Wärmedämmverbundsysteme anbringen ist einfach! Oder doch nicht? Die Qualitätsgruppe Wärmedämmsysteme versucht mit Mythen aufzuräumen und Klarheit zu schaffen.

„Einfach drauf und passt schon“ – das gilt bei Wärmedämmverbundsystemen nicht. Alles steht und fällt mit Systemkomponenten, qualitätsvoller Planung und Verarbeitung. Nur diese Kombination schützt vor Bauschäden und hohen Kosten. Eine ganzheitliche Betrachtung ist notwendig, um langfristig energieeffiziente Gebäude garantieren zu können. Das war die Kernbotschaft des Pressefrühstücks der Qualitätsgruppe Wärmedämmsysteme (QG WDS).

 

Eine energieeffiziente Zukunft ist mit hohen Anforderungen an das Planen und Bauen sowie an die Architektur verbunden. „Deshalb ist Fachpersonal notwendig“, so Mathias Hanke, stellvertretender Vorstand der QG WDS. „Die Praxis zeigt gerade hier die Problematik: Verarbeitung von Wärmedämmverbundsystemen wird als einfach wahrgenommen, ist aber hochkomplex. Daher ist Wissen wichtig.“

 

Missachtet werde immer wieder der direkte Kontakt zwischen Planer und Systemhalter.

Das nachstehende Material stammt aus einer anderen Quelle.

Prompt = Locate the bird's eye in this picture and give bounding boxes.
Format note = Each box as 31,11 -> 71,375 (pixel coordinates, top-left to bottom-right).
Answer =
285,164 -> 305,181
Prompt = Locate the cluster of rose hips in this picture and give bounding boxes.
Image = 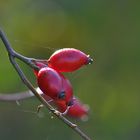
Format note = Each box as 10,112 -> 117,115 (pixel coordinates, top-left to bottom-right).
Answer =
34,48 -> 92,118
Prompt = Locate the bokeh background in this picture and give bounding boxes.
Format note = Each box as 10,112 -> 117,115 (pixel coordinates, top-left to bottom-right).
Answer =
0,0 -> 140,140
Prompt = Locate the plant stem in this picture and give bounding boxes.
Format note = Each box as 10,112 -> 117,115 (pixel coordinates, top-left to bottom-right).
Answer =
0,29 -> 90,140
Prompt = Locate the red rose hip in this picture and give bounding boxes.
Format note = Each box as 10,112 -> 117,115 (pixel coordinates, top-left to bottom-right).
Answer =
48,48 -> 93,72
37,67 -> 73,104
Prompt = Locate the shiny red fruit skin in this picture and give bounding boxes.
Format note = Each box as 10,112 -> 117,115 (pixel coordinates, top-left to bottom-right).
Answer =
37,67 -> 63,99
55,97 -> 88,119
33,61 -> 47,76
37,67 -> 73,105
59,73 -> 73,105
48,48 -> 91,72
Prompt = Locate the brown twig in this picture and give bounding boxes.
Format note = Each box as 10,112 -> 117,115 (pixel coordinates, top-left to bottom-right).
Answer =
0,29 -> 91,140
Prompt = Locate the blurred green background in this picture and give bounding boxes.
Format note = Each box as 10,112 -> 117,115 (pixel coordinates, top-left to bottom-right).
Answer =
0,0 -> 140,140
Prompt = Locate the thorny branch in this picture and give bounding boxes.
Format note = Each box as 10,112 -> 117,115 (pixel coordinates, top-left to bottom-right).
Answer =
0,29 -> 91,140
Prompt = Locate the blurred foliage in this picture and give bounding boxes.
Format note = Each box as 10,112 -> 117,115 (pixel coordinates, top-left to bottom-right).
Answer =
0,0 -> 140,140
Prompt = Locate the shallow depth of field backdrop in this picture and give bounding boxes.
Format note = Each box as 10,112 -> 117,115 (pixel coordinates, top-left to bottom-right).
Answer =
0,0 -> 140,140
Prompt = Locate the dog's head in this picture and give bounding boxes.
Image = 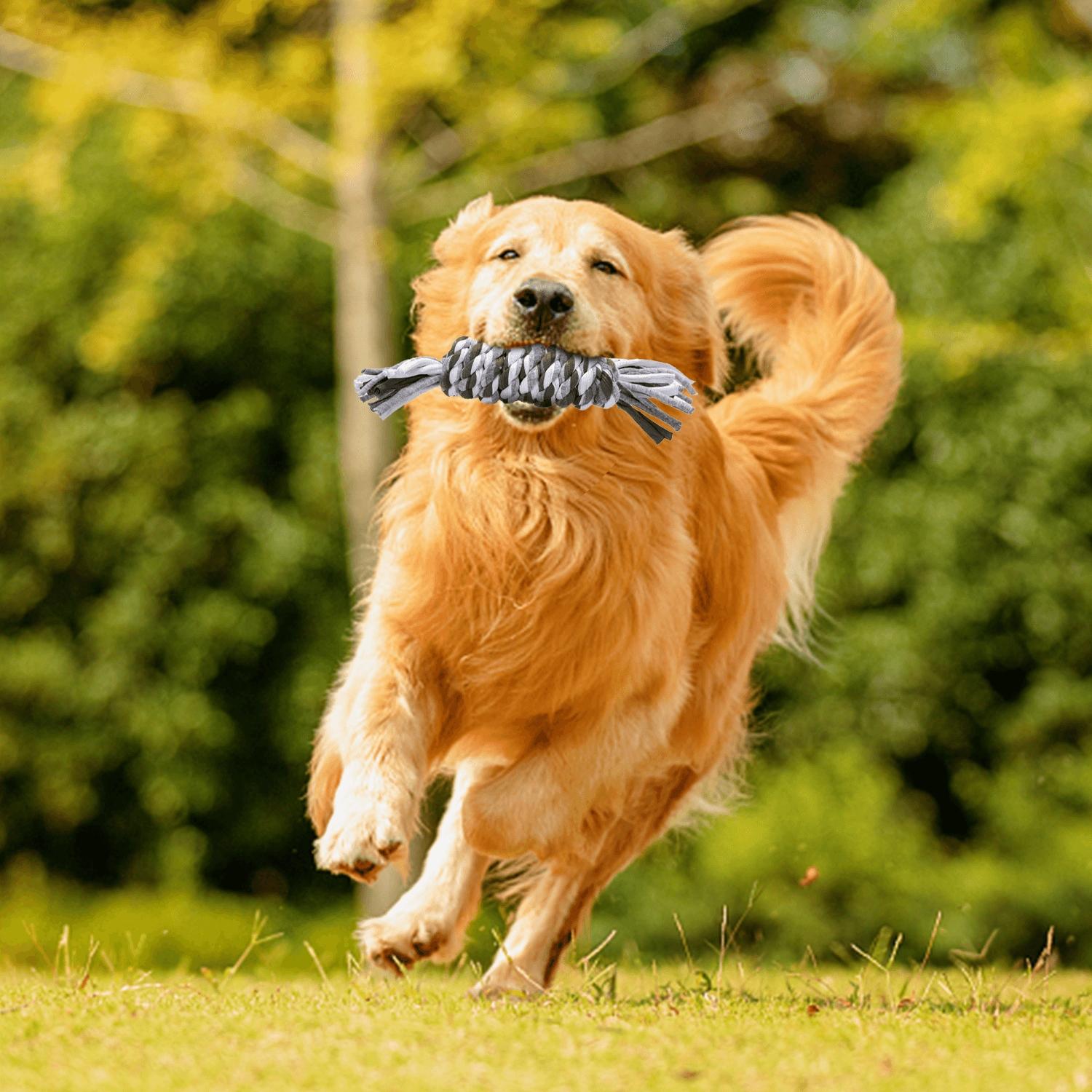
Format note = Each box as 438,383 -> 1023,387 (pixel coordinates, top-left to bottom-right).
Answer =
414,196 -> 725,430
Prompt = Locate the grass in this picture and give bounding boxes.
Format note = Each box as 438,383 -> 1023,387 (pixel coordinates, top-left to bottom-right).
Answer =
0,917 -> 1092,1092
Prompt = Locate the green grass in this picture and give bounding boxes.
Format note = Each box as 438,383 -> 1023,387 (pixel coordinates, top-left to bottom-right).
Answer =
0,917 -> 1092,1092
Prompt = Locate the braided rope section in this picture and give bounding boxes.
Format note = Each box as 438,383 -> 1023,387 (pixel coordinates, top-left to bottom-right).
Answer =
355,338 -> 695,443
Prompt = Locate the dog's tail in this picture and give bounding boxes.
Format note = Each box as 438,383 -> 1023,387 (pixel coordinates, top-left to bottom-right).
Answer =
703,215 -> 902,649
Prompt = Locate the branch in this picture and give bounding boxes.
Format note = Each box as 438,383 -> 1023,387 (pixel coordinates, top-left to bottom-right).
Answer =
229,163 -> 338,247
0,28 -> 333,181
406,100 -> 751,221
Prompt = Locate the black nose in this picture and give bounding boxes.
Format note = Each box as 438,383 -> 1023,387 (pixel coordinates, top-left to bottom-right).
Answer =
513,277 -> 574,330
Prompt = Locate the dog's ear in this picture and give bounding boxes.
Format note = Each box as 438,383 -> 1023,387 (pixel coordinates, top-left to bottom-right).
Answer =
432,194 -> 496,264
653,229 -> 727,388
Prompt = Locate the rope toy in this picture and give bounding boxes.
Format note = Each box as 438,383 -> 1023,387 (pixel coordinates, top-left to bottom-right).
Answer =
355,338 -> 695,443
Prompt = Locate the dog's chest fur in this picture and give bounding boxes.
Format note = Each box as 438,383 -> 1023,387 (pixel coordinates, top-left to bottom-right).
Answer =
384,435 -> 695,722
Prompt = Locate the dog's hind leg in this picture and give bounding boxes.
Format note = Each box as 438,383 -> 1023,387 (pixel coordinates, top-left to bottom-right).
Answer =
356,767 -> 489,973
472,767 -> 703,997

Selbst wenn es sich bei Wärmedämmung um ein Massenprodukt handle, seien individuelle Lösungen möglich, so Clemens Hecht, Sprecher der QG WDS. Dabei gehe es nicht nur um die Optik von Gebäuden, sondern auch um bautechnische Lösungen, z.B. im Anschlussbereich von WDVS. „Lösungen werden meist im Dialog gefunden.“

 

Das Hinzuziehen von Experten, wie z.B. eines zertifizierten Fachverarbeiters für WDVS, spart laut Hecht und Hanke Kosten, Zeit und Nerven. Die meisten Bauschäden entstehen aufgrund unsachgemäßer Verarbeitung. Die QG WDS bietet in Kooperation mit Österreichs BAUakademien seit 2008 Schulungen zum zertifizierten Fachverarbeiter an. Auch wenn die Zahl der Kursteilnehmer steigt, äußerte Hanke den Wunsch: „Wir benötigen dringend mehr Nachfrage von Seiten der Auftraggeber, privat und öffentlich.“ In Kürze wird eine Online-Datenbank verfügbar sein, die die österreichischen Betriebe mit geschulten Handwerkern umfasst.

 

Die vermeintliche Übervorteilung von Nutzern durch die Industrie komme vielfach daher, so Hecht, weil oft pauschale Aussagen getroffen würden − dies müsse kritisch betrachtet werden. Äußern sich Bewohner sanierter und gedämmter Gebäude zu fehlender Kostenersparnis, können Gründe dafür falsch gesetzte Maßnahmen und falsche Versprechungen sein. Hier hilft eine kompetente Planung im Vorfeld. „Berichte über Gebäude mit einer Bestätigung des geplanten positiven Effektes sind eben nicht reißerisch“, interpretiert Hecht und verweist dafür auf die gekürten Objekte des Ethouse Awards.

 

Hintergrund der Jahreskampagne bildet der Ethouse Award, der von der QG WDS jährlich ausgeschrieben und 2014 zum siebten Mal vergeben wird. Der Architekturpreis prämiert Sanierungsprojekte, die den Energieverbrauch optimiert haben und sich durch eine gute Gestaltung auszeichnen. Damit dem Architekturwettbewerb mehr Aufmerksamkeit zukommt, wurde die mystische Zahl sieben herangezogen, da sich um Wärmedämmung viele Mythen ranken. Die QG WDS stellt mit je 7 Dämm-Tugenden und Dämm-Mythen (oder Sünden) dar, was in Medien kursiert und die Wahrnehmung von Wärmedämmung beeinflusst. Diese sind online abrufbar.